There is no doubt most women will welcome it, if for no other reason than that it allows them to become full-time mothers to their new-borns for at least six months.
However, if the idea is to make men equal players at home and in care giving, it will achieve the exact opposite. Bringing up children will now become even more of women’s work than men’s. What could be more patriarchal than this?
The only sensible way to end the imbalance in care-giving, where women handle the lion’s share of work, is to give men an equal and mandatory paternity leave. Alternatively, one could allow both women and men to share a given period of maternity leave between them based on what is most optimal for both parents and the welfare of the child. It is not necessary to insist that both parents must do a 50:50 share in bringing up children, but they must at least have the option.
Worse, once women stay out of the workplace for half a year, their career prospects too may suffer as their colleagues move on, and they get left behind. In a fast-changing world, where jobs are ephemeral and learning needs to be a constant effort, it is not a good idea to keep women away from the workplace for so long.
And which small scale employer will not be biased when employing women of child-bearing age? If any company with 10 employees has to give paid leave for six months, with no certainty that this leave won’t be extended in some cases, it will automatically be resistant to the idea of employing more women in the relevant age category. Small companies work on thin margins, and inflicting the cost of higher maternity leave on them will deter them from doing what is socially right.
With this law, India will have one of the highest paid maternity leave limits for women, next only to the highly-developed countries of Canada and Norway.
The point is not that women should not be given a large dollop of leave during maternity. They should.
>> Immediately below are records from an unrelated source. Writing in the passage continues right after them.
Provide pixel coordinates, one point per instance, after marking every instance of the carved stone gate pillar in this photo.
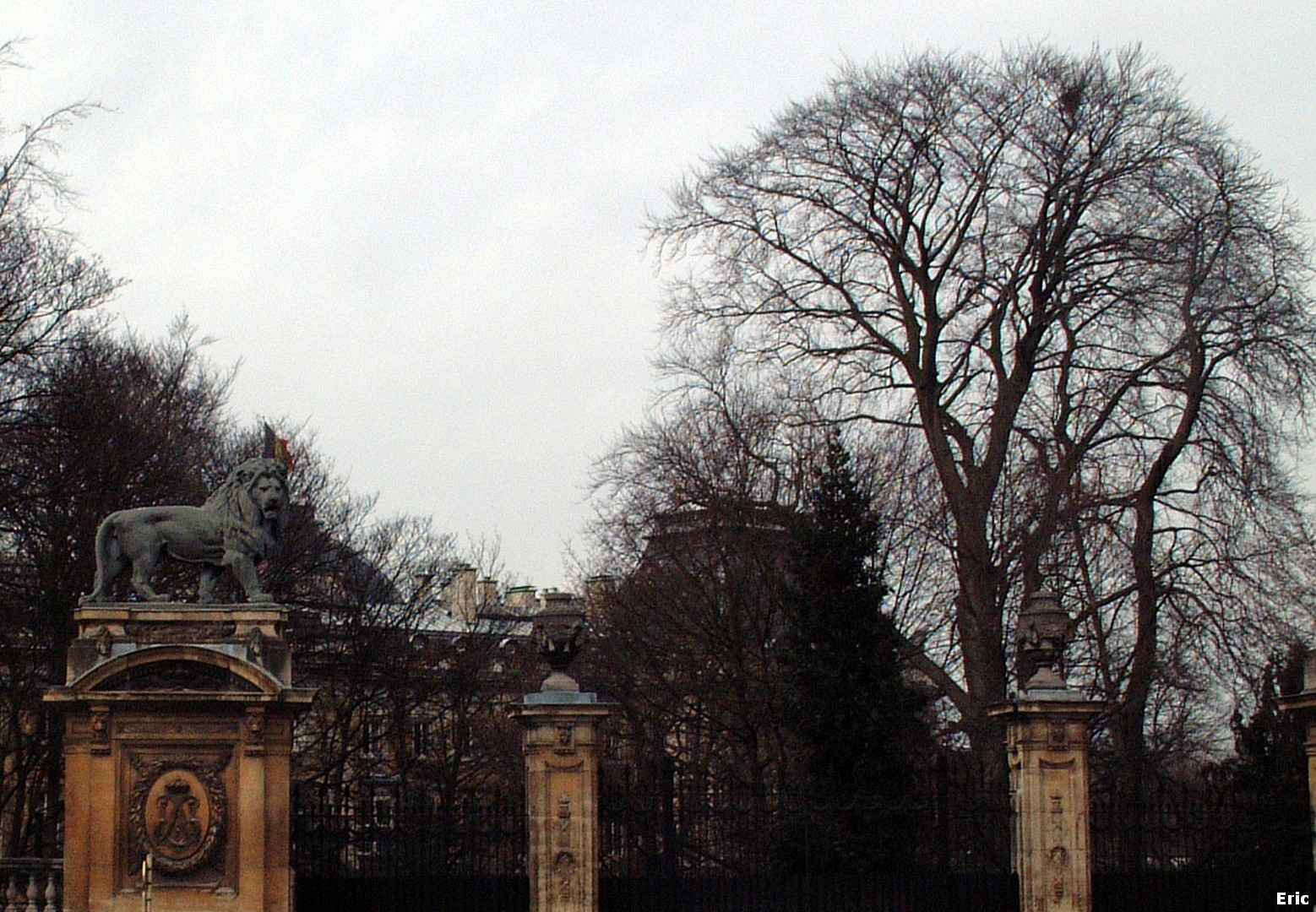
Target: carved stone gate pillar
(178, 735)
(1303, 707)
(561, 741)
(1047, 736)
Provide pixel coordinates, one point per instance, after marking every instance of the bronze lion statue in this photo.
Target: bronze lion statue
(236, 528)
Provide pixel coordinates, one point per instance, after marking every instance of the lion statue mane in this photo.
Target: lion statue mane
(236, 528)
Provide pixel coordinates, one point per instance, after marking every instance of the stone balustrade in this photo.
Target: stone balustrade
(32, 885)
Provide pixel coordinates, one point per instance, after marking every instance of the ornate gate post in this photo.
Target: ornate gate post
(561, 742)
(178, 740)
(1047, 746)
(1303, 707)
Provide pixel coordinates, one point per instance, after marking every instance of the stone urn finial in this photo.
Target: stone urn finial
(1041, 638)
(559, 631)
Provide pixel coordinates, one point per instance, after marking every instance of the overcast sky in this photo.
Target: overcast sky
(419, 224)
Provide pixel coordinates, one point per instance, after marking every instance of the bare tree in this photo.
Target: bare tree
(106, 423)
(1084, 299)
(45, 282)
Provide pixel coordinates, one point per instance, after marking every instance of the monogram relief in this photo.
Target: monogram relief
(178, 810)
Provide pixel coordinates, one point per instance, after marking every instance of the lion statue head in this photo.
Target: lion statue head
(252, 506)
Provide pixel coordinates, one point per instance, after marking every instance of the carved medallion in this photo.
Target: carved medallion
(177, 810)
(177, 676)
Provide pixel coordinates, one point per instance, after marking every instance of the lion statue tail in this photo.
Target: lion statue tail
(108, 557)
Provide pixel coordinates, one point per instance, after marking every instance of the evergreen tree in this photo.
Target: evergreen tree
(860, 721)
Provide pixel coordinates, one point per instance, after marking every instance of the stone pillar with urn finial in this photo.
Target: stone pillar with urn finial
(1047, 732)
(561, 741)
(1303, 708)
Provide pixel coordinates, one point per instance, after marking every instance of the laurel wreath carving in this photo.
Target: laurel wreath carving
(208, 770)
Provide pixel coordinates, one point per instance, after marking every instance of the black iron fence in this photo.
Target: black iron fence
(670, 843)
(1198, 824)
(386, 832)
(952, 817)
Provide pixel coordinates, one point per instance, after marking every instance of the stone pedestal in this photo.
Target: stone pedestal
(1047, 746)
(563, 742)
(178, 733)
(1303, 707)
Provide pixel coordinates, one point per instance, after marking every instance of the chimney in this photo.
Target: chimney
(458, 595)
(520, 599)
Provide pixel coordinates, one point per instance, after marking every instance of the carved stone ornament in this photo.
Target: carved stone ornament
(1041, 638)
(181, 676)
(558, 634)
(178, 810)
(174, 632)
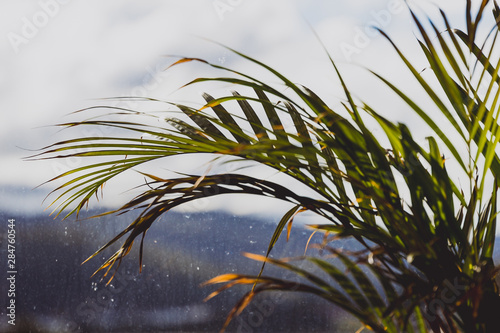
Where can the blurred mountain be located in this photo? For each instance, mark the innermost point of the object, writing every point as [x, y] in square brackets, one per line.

They have a right to enjoy the first phase of motherhood without being dragged down by excessive work-related pressures. But without equal treatment of both parents, we are only entrenching patriarchy in the guise of helping mothers.
Not only that, the logical thing to do would be to encourage mothers to keep in touch with the workplace a few weeks after delivery, either through the assignment of work that can be done at home, or by giving her shorter work hours or longer weekends. She should not have to suffer in terms of career or connectedness to fellow employees by a prolonged maternity leave that cuts her off from work altogether.
Even better, employers should be encouraged to provide for creches and childcare facilities at or near the workplace. Small companies can even be allowed to charge for this facility, if they can’t afford this investment themselves.
We need to give up the idea that work, baby-making and infant care are separate spheres of a parent’s life, whether the parent happens to be female or male.
If you want to move away from gender-defined roles, the last thing to do is to make maternity leave the right of only one gender. It is one thing to accept that maternity is different from paternity till the child is born, but after birth there is no need to widen this gulf in responsibilities through one-sided maternity legislation.